I mention that because both Animorphic Smalltalk and QKS Smalltalk support type-annotations which enable the engine and tools to reason about code in a similar way to that which TypeScript has attempted for JavaScript.
That annotation hinting and its use by the language, tools, and runtime engines offers the capability to support multi-methods (rather than double dispatch) needed to support multi-precision arithmetic type-promotion and coercion rules properly.
Which, in turn, is key to supporting 8/16/32/64 int/uints and many other numeric types in a coherent framework.
Multi-method <Magnitude|Number|UInt64> examples from QKS Smalltalk 1998
Integer + <Integer> anObject
"Handle any integer combined with any integer which should normalize
away any combination of <Boolean|nil>."
^self asInteger + anObject asInteger
-- multi-method examples --
Integer + <Number> anObject
"In our generic form, we normalize the receiver in case we are a
<Boolean> or <nil>."
^self asInteger + anObject
-- FFI JIT and Marshaling to/from <UInt64>
UInt64 ffiMarshallFromFFV
|flags| := __ffiFlags().
|stackRetrieveLoc| := __ffiVoidRef().
""stdout.printf('`n%s [%x]@[%x] <%s>',thisMethod,flags,stackRetrieveLoc, __ffiIndirections()).
if (flags & kFFI_isOutArg) [
"" We should handle [Out],*,DIM[] cases here
"" -----------------------------------------
"" Is this a callout-ret-val or a callback-arg-val
"" Is this a UInt64-by-ref or a UInt64-by-val
"" Is this an [Out] or [InOut] callback-arg-val that needs
"" to be updated when the callback returns, if so allocate callback
"" block to invoke for doing this on return, register it as a cleanup hook.
].
^(stackRetrieveLoc.uint32At(4) << 32) | stackRetrieveLoc.uint32At(0).
-- <Fraction> --
Fraction compareWith: <Real> aRealValue
"Compare the receiver with the argument and return a result of 0
if the received <self> is equal, -1 if less than, or 1 if
greater than the argument <anObject>."
^(numerator * aRealValue denominator) compareWith:
(denominator * aRealValue numerator)
Fraction compareWith: <Float> aRealValue
"Compare the receiver with the argument and return a result of 0
if the received <self> is equal, -1 if less than, or 1 if
greater than the argument <anObject>."
^self asFloat compareWith: aRealValue
-- <Float> --
Float GetIntegralExpAndMantissaForBase(<[out]> mantissa, <const> radix, <const> mantissa_precision)

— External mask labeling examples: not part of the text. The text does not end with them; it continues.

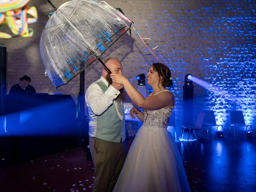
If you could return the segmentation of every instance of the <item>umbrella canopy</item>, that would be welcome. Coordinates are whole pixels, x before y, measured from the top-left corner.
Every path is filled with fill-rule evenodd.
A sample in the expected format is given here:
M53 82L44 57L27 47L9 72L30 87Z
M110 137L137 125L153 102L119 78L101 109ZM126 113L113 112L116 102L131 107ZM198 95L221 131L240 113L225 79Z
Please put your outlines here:
M61 6L40 39L43 63L54 86L66 84L99 58L131 23L104 2L74 0Z

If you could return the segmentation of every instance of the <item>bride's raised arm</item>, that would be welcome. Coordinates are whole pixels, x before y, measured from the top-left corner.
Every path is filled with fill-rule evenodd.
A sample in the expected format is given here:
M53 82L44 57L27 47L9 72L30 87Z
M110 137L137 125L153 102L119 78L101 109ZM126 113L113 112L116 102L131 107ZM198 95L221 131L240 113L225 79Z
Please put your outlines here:
M136 105L145 109L157 110L174 105L174 96L170 92L162 92L145 98L129 80L121 74L111 74L113 82L122 84L129 97Z

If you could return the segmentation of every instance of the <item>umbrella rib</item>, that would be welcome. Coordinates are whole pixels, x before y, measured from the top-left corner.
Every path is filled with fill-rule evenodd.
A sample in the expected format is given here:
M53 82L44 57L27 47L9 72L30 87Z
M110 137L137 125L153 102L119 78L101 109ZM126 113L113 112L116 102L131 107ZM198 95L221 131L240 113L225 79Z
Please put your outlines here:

|exp2| := GetRadix2ExpAndMantissa(&mantissa).
if(radix = 2) ^exp2.
|exp_scale| := 2.0.log(radix).
|exp_radix| := exp2 * exp_scale.
|exponent| := exp_radix".truncate".asInteger.

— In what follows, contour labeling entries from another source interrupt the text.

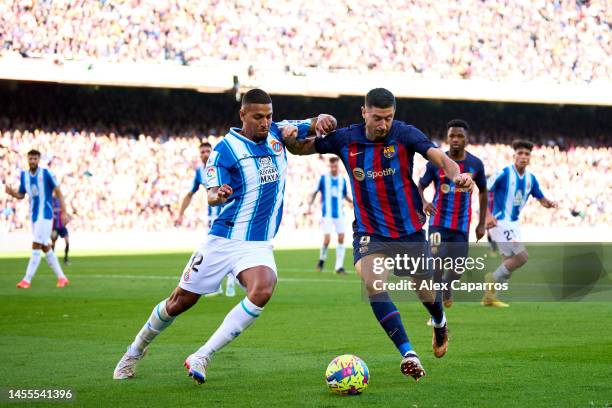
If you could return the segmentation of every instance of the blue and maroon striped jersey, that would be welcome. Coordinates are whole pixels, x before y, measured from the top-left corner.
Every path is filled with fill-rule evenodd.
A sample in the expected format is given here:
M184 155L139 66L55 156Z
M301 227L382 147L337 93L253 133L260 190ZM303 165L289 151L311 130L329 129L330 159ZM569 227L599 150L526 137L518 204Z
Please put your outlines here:
M448 152L446 152L448 155ZM465 152L465 160L456 161L461 173L470 173L480 191L487 188L487 177L482 161ZM472 192L456 188L452 180L444 175L444 170L433 163L427 163L425 174L419 180L423 188L433 181L436 188L433 205L438 210L429 217L429 225L443 227L456 231L468 232L472 219Z
M397 120L382 141L365 136L365 124L315 140L319 153L340 157L351 180L356 233L399 238L420 231L423 203L412 181L414 153L426 157L434 144L417 128Z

if ((|exp_delta| := exp_radix - exponent) != 0) [
|radix_exp_scale_factor| := (radix.asFloat ^^ exp_delta).asFraction.
"" Limit it to the approximate precision of a floating point number
if ((|scale_limit| := 53 - mantissa.highBit - radix.highBit) > 0) [
"" Compute the scaling factor required to preserve a reasonable
"" number of precision digits affected by the exponent scaling
"" roundoff losses. I.e., force mantissa to roughly 52 bits
"" minus one radix decimal place.
|mantissa_scale| := (scale_limit * exp_scale).ceiling.asInteger.
mantissa_scale timesRepeat: [mantissa :*= radix].

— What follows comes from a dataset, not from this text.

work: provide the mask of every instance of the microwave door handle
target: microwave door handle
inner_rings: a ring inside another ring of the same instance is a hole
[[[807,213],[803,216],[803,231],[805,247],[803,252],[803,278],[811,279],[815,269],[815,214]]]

exponent :-= mantissa_scale.
] else [
"" If at the precision limit of a float, then check the
"" last decimal place and follow a rounding up rule
if(exp2 <= -52 and: [(mantissa % radix) >= (radix//2)]) [
mantissa := (mantissa // radix)+1.
exponent :+= 1.
].
].
"" Scale the mantissa by the exp-delta factor using fractions
mantissa := (mantissa * radix_exp_scale_factor).asInteger.
].
"" Normalize to remove trailing zeroes as appropriate
while(mantissa != 0 and: [(mantissa % radix) = 0]) [
exponent :+= 1.
mantissa ://= radix.
].
^exponent.
I would expect that some similar patterns will begin to emerge for JavaScript support of UIn64/Int64 and other structural or numeric types as <BigInt> evolves.